문제

I've the following script:

#!/bin/bash

USER="NONE"
LOST=0
AVG=0

while getopts ":pmu:" OPTION; do
    case $OPTION in
        u)
            USER=$OPTARG
            ;;
        p)
            LOST=1
            ;;
        m)
            AVG=1
            ;;
        \?)
            echo "Invalid argument: -$OPTARG"
            exit 1
            ;;
        :)
            echo "-$OPTARG requires an argument."
            exit 1
            ;;
    esac
done

echo "$USER-$LOST-$AVG"

exit 0

I want the -u option to take an argument. The script correctly recognizes invalid options and when -u is called without an argument. But unfortunately, when I type:

myscript -u -m -p

It prints:

-m-1-0

So, it uses -m as -u argument and ignores the -m option itself.

도움이 되었습니까?

해결책

You told getopts that the -u option was followed by an option-argument. -m is a string value; the fact that it starts with a - sign is immaterial to its status as an option-argument; you are allowed to use - at the start of an option-argument value.

So, your observations are correct. That is the intended design; this is the way the getopt() function works, and it is an implementation of the POSIX Utility Syntax Guidelines — a slightly relaxed version of those guidelines, in fact. If you don't like it, use something else other than getopts, but you'll be fighting against the system.

Note that although POSIX getopt() allows 'optional option-arguments' in theory, in practice, only the last option on the command line can have an optional option-argument, making them essentially useless.

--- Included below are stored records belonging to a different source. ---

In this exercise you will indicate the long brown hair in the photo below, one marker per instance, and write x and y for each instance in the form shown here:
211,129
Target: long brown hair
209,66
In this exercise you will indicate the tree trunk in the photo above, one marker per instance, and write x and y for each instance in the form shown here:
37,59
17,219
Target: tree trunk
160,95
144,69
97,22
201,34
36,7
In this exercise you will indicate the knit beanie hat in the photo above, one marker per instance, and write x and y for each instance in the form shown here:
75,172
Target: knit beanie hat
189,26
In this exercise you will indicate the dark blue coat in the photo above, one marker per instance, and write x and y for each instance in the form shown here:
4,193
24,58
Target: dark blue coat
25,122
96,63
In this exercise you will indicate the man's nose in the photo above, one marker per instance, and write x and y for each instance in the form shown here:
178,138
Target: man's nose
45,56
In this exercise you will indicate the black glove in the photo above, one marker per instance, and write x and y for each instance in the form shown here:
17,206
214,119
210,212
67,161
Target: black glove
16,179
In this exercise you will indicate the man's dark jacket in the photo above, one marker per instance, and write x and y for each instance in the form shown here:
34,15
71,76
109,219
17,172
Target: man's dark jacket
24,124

It is perfectly possible to devise option parsing systems that behave differently and which substantially satisfy the Utility Syntax Guidelines; many people have done it. Indeed, the GNU getopt program is an extended implementation which is likely what you should be looking at — but it has a very different invocation to get to the behaviour (see also Using getopts in bash shell script to get long and short command line options). The systems are all different, and it is usually complex to describe the required option handling behaviour succinctly yet unambiguously. See Solaris CLIP — Command Line Interface Paradigm for more information*.

* Google search term 'solaris clip' gets you movie clips for the movie 'Solaris'. A working search term is 'Solaris command line interface paradigm'.